This was the state of mind in which I paid my first visit to Italy and Sicily. When I arrived I found nothing whatever to please me in the tastes of a society devoted to Italian and Syracusan cookery, where happiness was held to consist in filling oneself full twice a day, never sleeping alone at night, and indulging in the other pursuits that go with such a way of living. Brought up from boyhood in such an environment no man under heaven could become wise - he would need to be endowed with a temperment altogether miraculous - nor would he be any more likely to acquire self-control and the other qualities which go to make up goodness. Similarly no state, whatever its constitution, can enjoy peace and quietness if the citizens believe luxury to be the only proper object of expenditure and hold that men should be free from all other business to devote themselves entirely to feasting and drinking and the pursuit of love.
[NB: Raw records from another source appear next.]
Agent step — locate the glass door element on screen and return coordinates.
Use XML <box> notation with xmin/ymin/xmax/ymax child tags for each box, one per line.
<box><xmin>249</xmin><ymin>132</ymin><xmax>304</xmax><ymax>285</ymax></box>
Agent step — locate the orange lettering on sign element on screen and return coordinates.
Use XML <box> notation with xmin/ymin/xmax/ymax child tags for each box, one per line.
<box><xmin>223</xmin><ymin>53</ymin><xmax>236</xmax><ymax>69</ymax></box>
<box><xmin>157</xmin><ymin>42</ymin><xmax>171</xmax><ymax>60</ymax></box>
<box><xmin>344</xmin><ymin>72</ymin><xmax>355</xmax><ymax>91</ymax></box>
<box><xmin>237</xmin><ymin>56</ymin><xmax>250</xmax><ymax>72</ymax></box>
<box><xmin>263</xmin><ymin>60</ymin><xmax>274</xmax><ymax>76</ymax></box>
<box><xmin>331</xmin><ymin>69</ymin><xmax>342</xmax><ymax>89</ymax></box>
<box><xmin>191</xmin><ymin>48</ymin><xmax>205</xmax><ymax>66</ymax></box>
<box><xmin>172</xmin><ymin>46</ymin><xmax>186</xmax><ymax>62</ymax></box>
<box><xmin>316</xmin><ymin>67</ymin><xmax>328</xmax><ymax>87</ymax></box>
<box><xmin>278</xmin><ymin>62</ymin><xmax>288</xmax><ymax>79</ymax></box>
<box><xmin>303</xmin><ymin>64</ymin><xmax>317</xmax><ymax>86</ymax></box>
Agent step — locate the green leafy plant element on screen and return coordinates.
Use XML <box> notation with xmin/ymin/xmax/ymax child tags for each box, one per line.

- Plato, the Seventh letter.

Reputedly Socrates' metaphorical name for a way of life in which no mindspace is allotted for possibly unanswerable philosophical quandaries - inasmuch as a pig presumably doesn't have the intellectual capabilities of postulating as to the nature of the universe, truth, God, knowledge and the soul, someone who has been equipped with the requisite intellect and refuses to exercise it may as well, like a pig, not possess the capability at all.

Aristotle, the pupil of Socrates' pupil (Plato), arrived at much the same conclusion in his Nichomachian Ethics, coming from the other direction and dismissing a life dedicated to pleasure (hedone, presumably the satisfaction of simple physical urges - a good meal, a good shit, a good rut) as slavish and only fit for animals, then going through and back into familiar territory as he proposes that the highest happiness (eudaimonia) is only attainable through the philosophical speculation, or theoria, which is closest to the activities of the Gods.

For centuries afterwards, Stoics pulled out the same swinish rhetoric on followers of Epicurus, and in the nineteenth century John Stuart Mill said in Utilitarianism that it was better to be Socrates dissatisfied than a pig satisfied (or rather, "It is better to be a human being dissatisfied than a pig satisfied; better to be Socrates dissatisfied than a fool satisfied."), perhaps contradicting Aristotle's earlier premise about philosophy leading to happiness but still strongly in support of the examined life of philosophy as an important thing if not necessarily a successful route to happiness.

When contacted for a comment, local pigs were only heard to say "Oink," but it looked like they were smiling.

(contrast, perhaps, with Montaigne's account of Pyrrho's pig.)